Internal to a function, inout behaves like 'const'. You won't be
able to
modify the data. Therefore, if there is no inout in the return type,
use
'const' in the parameter list instead.
The purpose of inout is to transmit the 'constness' of the function
argument type to the return type, using only one implementation of
that
function. That requires the function to internally regard inout as
const.
But what about:
void f(ref inout(int)* a, inout(int)* b) { a = b; }
This cant work with const because that would violate the const
system.
I think the rule should be that either the return type must be inout
or at least one ref/out parameter.
Am I overlooking something?
That was brought up during discussion on adding the feature. One of
the
reasons inout is viable is because a) the source and result of where
the
constancy flows is well defined and b) the exit point is an rvalue
Allowing ref parameters fails both those rules.
Consider this:
void bad(ref inout(int)* a, ref inout(int)* b);
which is the entry and which is the exit? Is a set to b, or b set to
a?
Now, also consider that you can't affect the constancy of the result,
because the type of the parameter is already defined. e.g.:
// note that your example shouldn't even be valid, because you can't
implicitly cast through two mutable references
int a;
auto pa = &a;
immutable int b;
auto pb = &b;
f(a, b);
How can this affect a? its type is already decided. Compare that to:
inout(int)* g(inout(int)* b) { return b;}
auto pa = g(pb);
clean and simple.
-Steve
This currently compiles:
inout(void) very_bad(ref inout(int)* a, ref inout(int)* b){a = b;}
void main(){
immutable int a=2;
int *x;
immutable(int)* y=&a;
very_bad(x,y);
*x=1;
assert(*y==a); // fail
}
How does the design catch this error?
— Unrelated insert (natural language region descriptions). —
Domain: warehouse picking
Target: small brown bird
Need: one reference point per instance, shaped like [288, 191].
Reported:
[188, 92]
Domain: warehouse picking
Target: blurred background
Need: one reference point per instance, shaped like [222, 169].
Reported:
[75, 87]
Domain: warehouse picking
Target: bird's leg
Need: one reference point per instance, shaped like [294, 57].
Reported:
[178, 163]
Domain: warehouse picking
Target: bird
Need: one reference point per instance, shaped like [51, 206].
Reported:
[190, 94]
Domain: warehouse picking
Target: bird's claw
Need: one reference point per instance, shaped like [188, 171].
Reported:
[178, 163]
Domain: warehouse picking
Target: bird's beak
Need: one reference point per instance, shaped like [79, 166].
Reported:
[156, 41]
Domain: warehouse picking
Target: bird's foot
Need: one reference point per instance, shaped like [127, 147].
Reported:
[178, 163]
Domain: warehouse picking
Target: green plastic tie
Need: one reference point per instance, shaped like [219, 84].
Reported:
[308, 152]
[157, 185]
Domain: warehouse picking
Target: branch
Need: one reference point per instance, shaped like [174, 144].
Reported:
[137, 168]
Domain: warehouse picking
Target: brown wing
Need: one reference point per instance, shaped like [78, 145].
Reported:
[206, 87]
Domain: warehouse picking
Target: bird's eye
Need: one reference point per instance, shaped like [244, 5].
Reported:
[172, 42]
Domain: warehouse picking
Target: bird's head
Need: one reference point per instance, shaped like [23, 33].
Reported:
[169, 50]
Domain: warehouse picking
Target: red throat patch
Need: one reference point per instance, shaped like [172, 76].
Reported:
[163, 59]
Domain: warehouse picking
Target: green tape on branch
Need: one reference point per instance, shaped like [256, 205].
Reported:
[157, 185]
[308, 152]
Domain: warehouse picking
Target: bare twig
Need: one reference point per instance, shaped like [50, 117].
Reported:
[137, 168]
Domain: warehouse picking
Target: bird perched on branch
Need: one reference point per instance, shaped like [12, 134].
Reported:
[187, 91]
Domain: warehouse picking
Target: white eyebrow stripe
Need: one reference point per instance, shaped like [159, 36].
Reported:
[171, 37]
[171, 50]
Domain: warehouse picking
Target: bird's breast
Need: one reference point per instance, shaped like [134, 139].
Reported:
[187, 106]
Will inout** = inout**
assignments
be disallowed?
Probably it is better to catch it at the call site. But if that is
implemented then the requirement to have inout on the return value gets
nonsensical.
OK, got it.
What you call 'bad' should compile:
void bad(ref inout(int)* a, ref inout(int)* b);
int* x;
immutable(int)* y;
const(int)* z;
bad(x,x); // fine
bad(y,y); // fine
bad(z,z); // fine
bad(x,y); // inout is deduced to const, ergo neither x nor y convert to
the parameter type -> compile error
bad(x,z); // now only error for x
...
The requirement of having inout on the return type should be removed for
more expressiveness.
I've thought about this for a few minutes, and I can't find a flaw in it.
But I'm not seeing a huge benefit to it either. Why is it advantageous to
use a ref parameter for something that should be a return? Can you show a
good use case for this? I still am uneasy with allowing applying a
wildcard to a reference underneath to mutable references. I know it
doesn't work for const.
-Steve